Royal jelly consists of the secretions of the hypopharyngeal and mandibular glands of worker bees. Propolis substrates are collected from poplar resin and conifer buds and are mixed with wax by bees.
These substances are marketed alone or in combination products under various trade names and are indicated for multiple uses, from general health tonics to allergy and asthma treatment.

From Jan. 1, 1998, to Oct. 30, 2004, Health Canada received 14 reports of suspected adverse reactions involving bee products; 10 were considered serious.
Four of the adverse reactions were suspected allergic reactions: acute oral and laryngotracheal edema with respiratory distress; suspected autoimmune hepatitis; edema, rash and hives; and a questioned allergic reaction with chest pain.
Other serious reactions were bleeding, hepatitis and seizures.
Causality could not be assigned specifically to the bee product in many of the cases because of confounding factors such as pre-existing medical conditions, concomitant drug use or other suspect components of the product in question.

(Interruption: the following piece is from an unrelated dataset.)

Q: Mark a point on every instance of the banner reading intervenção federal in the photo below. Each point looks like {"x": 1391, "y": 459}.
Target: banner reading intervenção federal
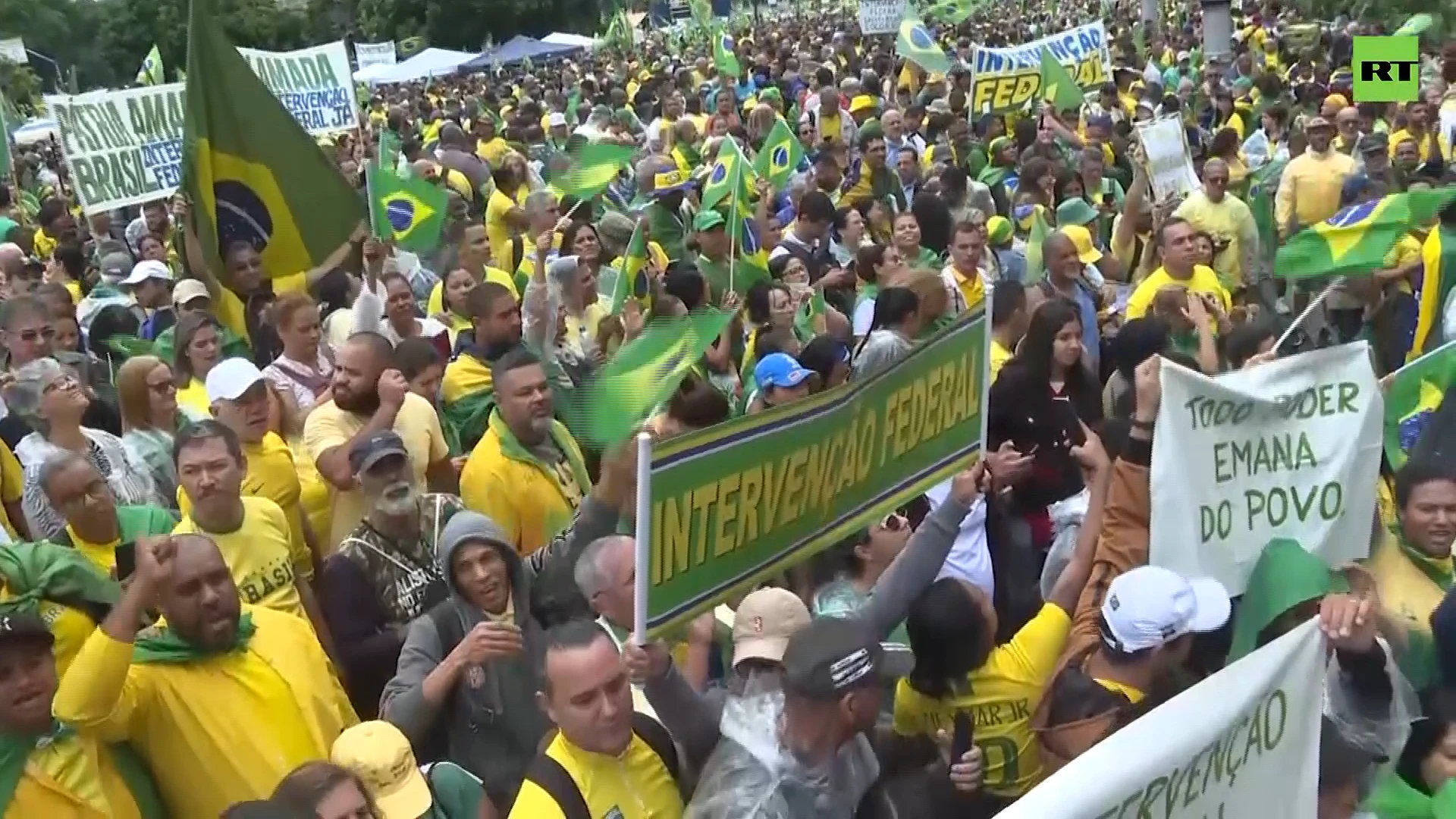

Allergic reactions involving products derived from bees have been documented in the literature.
The literature also suggests that there is no direct correlation between sensitivity to bee venom ( stings ) and sensitivity to bee products.

Products containing bee pollen, royal jelly or propolis are readily available to the public; however, they often do not have a label warning of possible adverse reactions.
The public and health care practitioners should be aware of the risk of allergic reactions to products derived from bees. It has been reported that atopic and asthmatic individuals may be at an increased risk of allergic reactions, possibly anaphylaxis, after ingestion of products containing royal jelly.
Individuals with seasonal allergic rhinitis ( e.g., pollen allergies ) may also be at an increased risk for similar serious allergic reactions to bee pollen.